FluSplat: Sparse-View 3D Editing without Test-Time Optimization
This addresses the problem of slow and inconsistent 3D editing for applications requiring real-time or efficient manipulation, though it is incremental as it builds on existing 3D Gaussian Splatting and diffusion editing methods.
The paper tackles the problem of computationally expensive and inconsistent 3D scene editing from sparse views by proposing a feed-forward framework that eliminates test-time optimization. The result is competitive editing fidelity with substantially improved cross-view consistency and inference time reduced by orders of magnitude.
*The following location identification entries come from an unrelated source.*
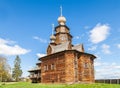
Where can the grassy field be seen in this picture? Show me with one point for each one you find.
(30, 85)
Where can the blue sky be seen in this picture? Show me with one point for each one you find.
(25, 28)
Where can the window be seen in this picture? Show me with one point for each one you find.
(45, 67)
(86, 65)
(52, 66)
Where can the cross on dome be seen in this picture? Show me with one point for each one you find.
(61, 19)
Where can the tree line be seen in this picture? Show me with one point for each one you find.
(10, 74)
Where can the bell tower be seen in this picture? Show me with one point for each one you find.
(62, 31)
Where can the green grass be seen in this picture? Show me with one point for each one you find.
(31, 85)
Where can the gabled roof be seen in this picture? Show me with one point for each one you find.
(60, 47)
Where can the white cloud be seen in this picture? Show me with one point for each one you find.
(99, 33)
(106, 70)
(77, 37)
(118, 45)
(93, 48)
(7, 47)
(40, 39)
(86, 27)
(40, 55)
(106, 49)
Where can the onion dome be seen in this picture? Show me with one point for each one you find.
(52, 38)
(61, 20)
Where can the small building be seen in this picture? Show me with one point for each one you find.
(64, 62)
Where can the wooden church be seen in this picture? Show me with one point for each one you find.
(64, 62)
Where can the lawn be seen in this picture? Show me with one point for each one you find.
(31, 85)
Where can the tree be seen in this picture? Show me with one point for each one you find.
(4, 69)
(17, 72)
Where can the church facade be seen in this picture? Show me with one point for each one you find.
(64, 62)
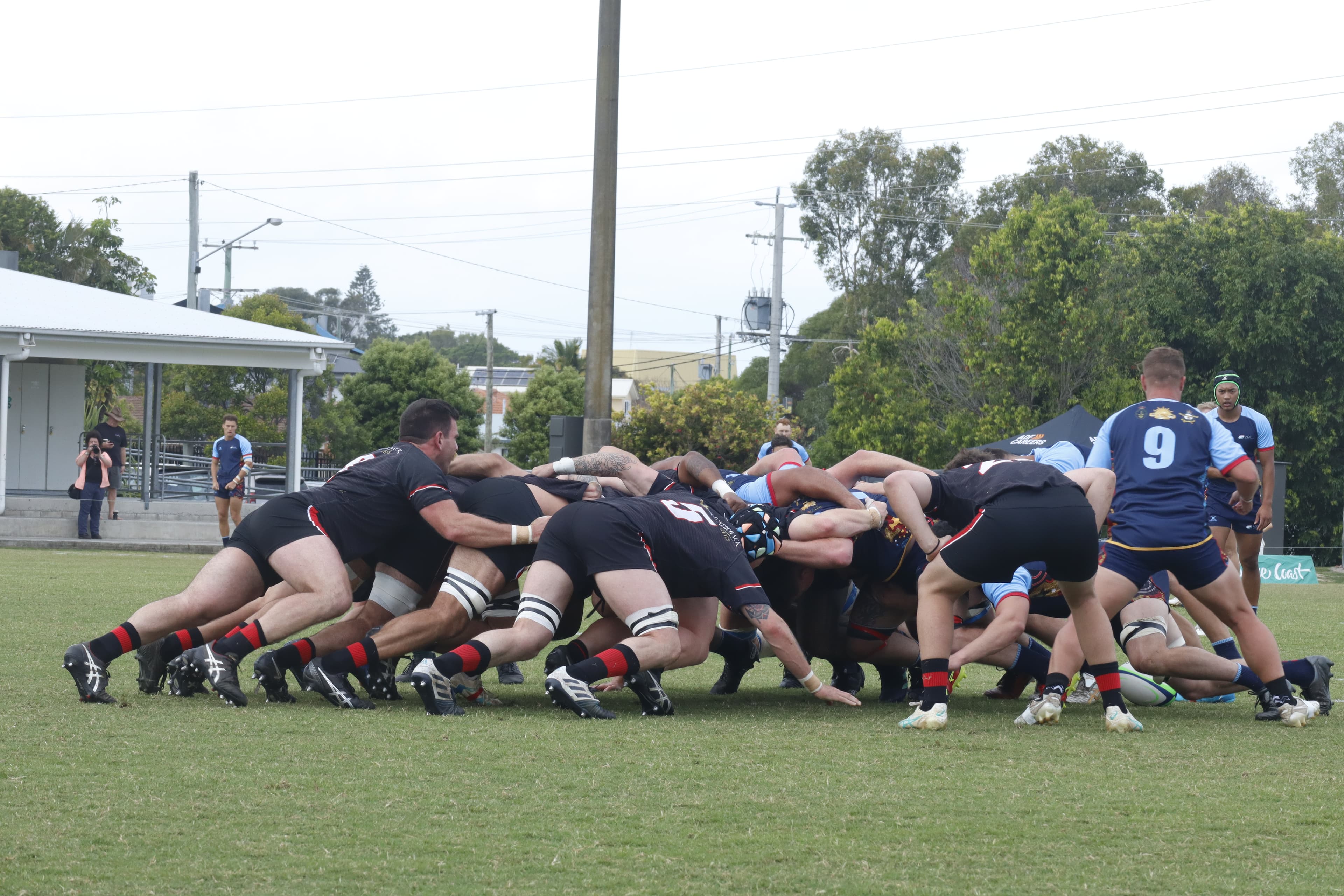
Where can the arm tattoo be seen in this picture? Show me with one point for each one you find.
(757, 612)
(603, 464)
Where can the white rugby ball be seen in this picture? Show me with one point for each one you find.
(1142, 690)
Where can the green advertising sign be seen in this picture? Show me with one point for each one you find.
(1280, 570)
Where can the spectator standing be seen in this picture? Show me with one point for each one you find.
(229, 463)
(113, 442)
(93, 464)
(784, 426)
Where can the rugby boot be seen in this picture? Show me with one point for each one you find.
(932, 719)
(1320, 687)
(1121, 722)
(377, 681)
(154, 668)
(848, 676)
(334, 687)
(574, 695)
(510, 673)
(1010, 687)
(647, 686)
(468, 690)
(1043, 710)
(183, 680)
(894, 688)
(89, 672)
(271, 675)
(221, 671)
(436, 691)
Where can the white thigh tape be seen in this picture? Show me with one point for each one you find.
(393, 594)
(470, 593)
(544, 613)
(646, 621)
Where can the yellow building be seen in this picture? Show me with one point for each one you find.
(668, 369)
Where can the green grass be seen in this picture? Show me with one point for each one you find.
(765, 792)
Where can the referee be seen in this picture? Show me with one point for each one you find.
(229, 463)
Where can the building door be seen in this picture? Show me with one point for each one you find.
(33, 426)
(65, 424)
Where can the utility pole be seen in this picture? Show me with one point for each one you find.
(229, 265)
(597, 382)
(490, 378)
(718, 346)
(772, 390)
(193, 240)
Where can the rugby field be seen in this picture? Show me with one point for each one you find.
(764, 792)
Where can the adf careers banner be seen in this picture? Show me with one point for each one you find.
(1280, 570)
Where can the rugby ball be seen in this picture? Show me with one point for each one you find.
(1143, 691)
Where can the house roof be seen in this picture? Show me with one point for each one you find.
(69, 320)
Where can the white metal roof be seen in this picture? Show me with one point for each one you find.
(68, 320)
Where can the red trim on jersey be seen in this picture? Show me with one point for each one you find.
(969, 527)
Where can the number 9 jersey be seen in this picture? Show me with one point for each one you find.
(1160, 452)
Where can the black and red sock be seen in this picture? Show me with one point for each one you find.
(251, 637)
(472, 657)
(934, 681)
(179, 643)
(616, 663)
(357, 656)
(296, 655)
(121, 640)
(1108, 680)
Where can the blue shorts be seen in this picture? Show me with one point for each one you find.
(755, 489)
(1195, 566)
(1222, 515)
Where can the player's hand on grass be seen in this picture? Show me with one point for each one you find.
(835, 695)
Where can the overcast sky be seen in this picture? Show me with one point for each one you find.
(500, 178)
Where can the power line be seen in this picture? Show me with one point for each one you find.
(576, 81)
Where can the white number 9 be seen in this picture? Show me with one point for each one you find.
(1160, 442)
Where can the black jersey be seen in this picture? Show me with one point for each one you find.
(694, 547)
(377, 496)
(958, 495)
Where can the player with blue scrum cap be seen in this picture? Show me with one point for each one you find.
(1253, 434)
(1160, 450)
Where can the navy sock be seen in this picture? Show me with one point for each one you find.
(936, 681)
(1031, 663)
(243, 641)
(1299, 672)
(1246, 676)
(121, 640)
(1226, 649)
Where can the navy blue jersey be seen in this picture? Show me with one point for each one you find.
(1160, 452)
(1253, 433)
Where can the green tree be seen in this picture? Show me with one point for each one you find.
(527, 422)
(710, 417)
(1119, 182)
(1319, 170)
(86, 254)
(1260, 290)
(394, 375)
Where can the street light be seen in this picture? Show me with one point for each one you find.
(229, 254)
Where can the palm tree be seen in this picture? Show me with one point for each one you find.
(564, 354)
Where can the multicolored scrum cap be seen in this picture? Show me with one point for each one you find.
(1227, 377)
(760, 530)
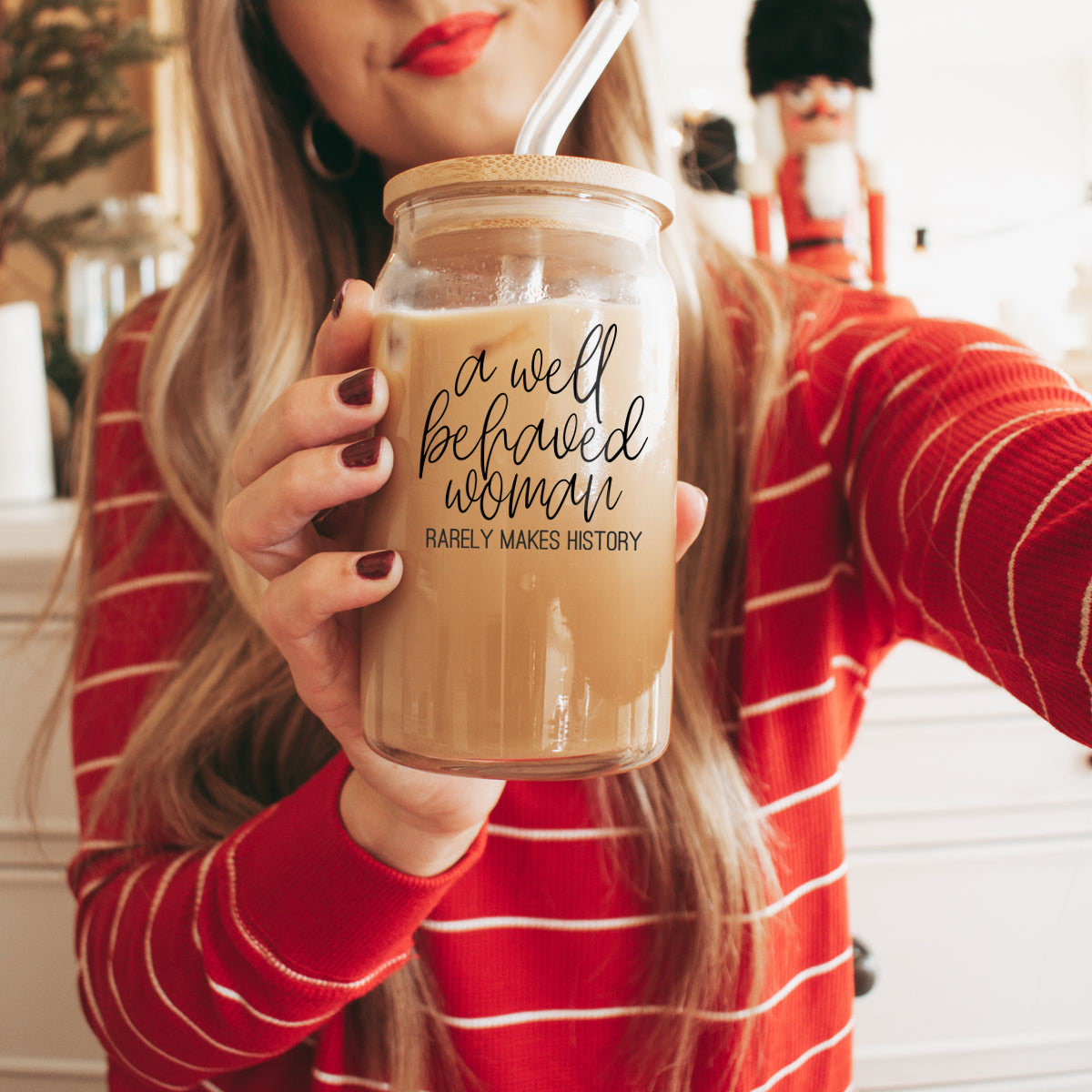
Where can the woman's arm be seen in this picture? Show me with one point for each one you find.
(966, 465)
(195, 962)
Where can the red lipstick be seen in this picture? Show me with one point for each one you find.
(450, 46)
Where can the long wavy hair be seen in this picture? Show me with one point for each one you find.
(274, 245)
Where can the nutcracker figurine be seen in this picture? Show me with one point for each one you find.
(809, 66)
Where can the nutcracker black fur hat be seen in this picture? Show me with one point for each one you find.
(793, 39)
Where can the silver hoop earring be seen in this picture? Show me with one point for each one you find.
(336, 141)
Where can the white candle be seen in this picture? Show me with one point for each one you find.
(26, 452)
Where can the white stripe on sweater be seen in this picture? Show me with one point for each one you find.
(793, 485)
(96, 1016)
(227, 992)
(869, 552)
(119, 418)
(792, 698)
(982, 441)
(96, 765)
(1036, 516)
(110, 962)
(905, 383)
(806, 1057)
(1084, 644)
(820, 343)
(605, 924)
(118, 674)
(159, 580)
(735, 1016)
(562, 834)
(161, 890)
(863, 358)
(343, 1080)
(798, 591)
(1030, 355)
(267, 954)
(128, 500)
(805, 794)
(956, 556)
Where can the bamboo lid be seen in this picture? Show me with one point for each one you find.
(527, 174)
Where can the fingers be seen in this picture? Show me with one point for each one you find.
(344, 397)
(303, 611)
(343, 341)
(268, 522)
(691, 505)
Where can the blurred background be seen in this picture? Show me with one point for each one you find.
(986, 132)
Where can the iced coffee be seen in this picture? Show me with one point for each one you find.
(532, 501)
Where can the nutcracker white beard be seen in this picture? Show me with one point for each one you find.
(831, 179)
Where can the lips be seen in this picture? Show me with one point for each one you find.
(450, 46)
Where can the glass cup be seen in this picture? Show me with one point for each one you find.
(529, 332)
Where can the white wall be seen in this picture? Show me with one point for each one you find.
(986, 108)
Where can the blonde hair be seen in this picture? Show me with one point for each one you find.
(276, 244)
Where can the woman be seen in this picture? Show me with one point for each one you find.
(267, 905)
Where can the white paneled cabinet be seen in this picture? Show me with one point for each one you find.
(969, 824)
(45, 1043)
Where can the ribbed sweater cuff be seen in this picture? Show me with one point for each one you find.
(319, 902)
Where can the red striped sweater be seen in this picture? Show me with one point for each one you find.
(929, 480)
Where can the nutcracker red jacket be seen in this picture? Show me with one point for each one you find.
(932, 480)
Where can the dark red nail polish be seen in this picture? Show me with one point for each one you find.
(363, 453)
(356, 390)
(339, 299)
(376, 566)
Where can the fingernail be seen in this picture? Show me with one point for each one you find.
(356, 390)
(363, 453)
(339, 299)
(376, 566)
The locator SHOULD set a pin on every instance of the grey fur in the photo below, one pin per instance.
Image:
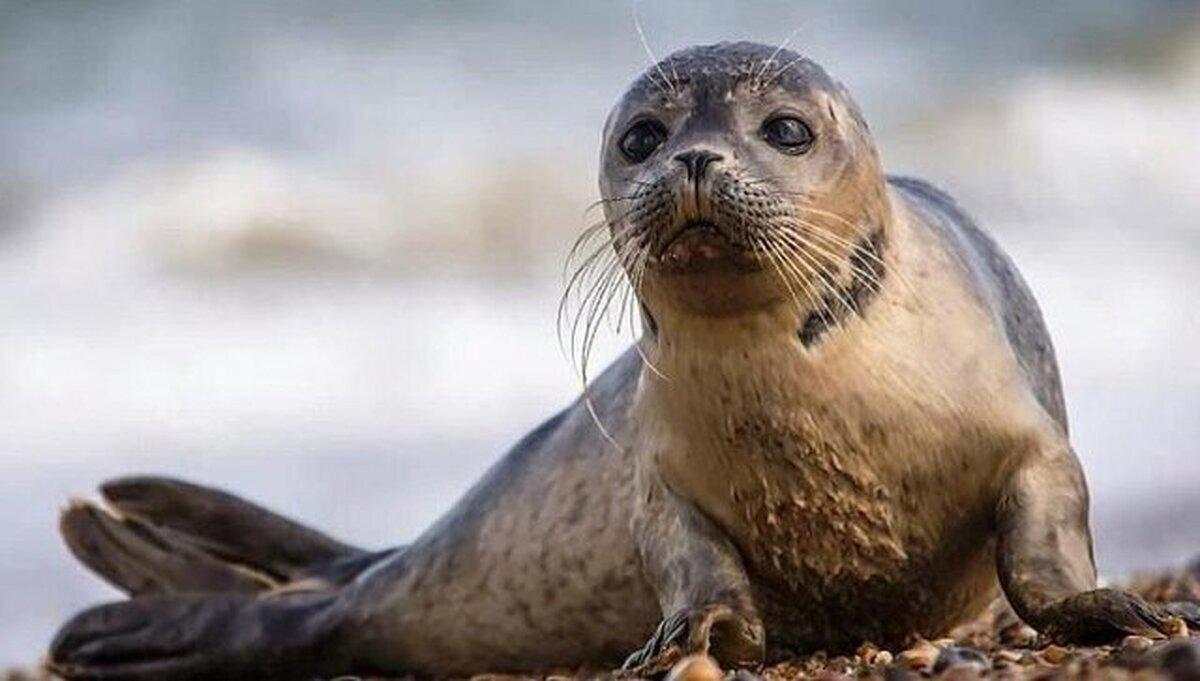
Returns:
(765, 493)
Recent advances in text-guided image editing and 3D Gaussian Splatting (3DGS) have enabled high-quality 3D scene manipulation. However, existing pipelines rely on iterative edit-and-fit optimization at test time, alternating between 2D diffusion editing and 3D reconstruction. This process is computationally expensive, scene-specific, and prone to cross-view inconsistencies. We propose a feed-forward framework for cross-view consistent 3D scene editing from sparse views. Instead of enforcing consistency through iterative 3D refinement, we introduce a cross-view regularization scheme in the image domain during training. By jointly supervising multi-view edits with geometric alignment constraints, our model produces view-consistent results without per-scene optimization at inference. The edited views are then lifted into 3D via a feedforward 3DGS model, yielding a coherent 3DGS representation in a single forward pass. Experiments demonstrate competitive editing fidelity and substantially improved cross-view consistency compared to optimization-based methods, while reducing inference time by orders of magnitude.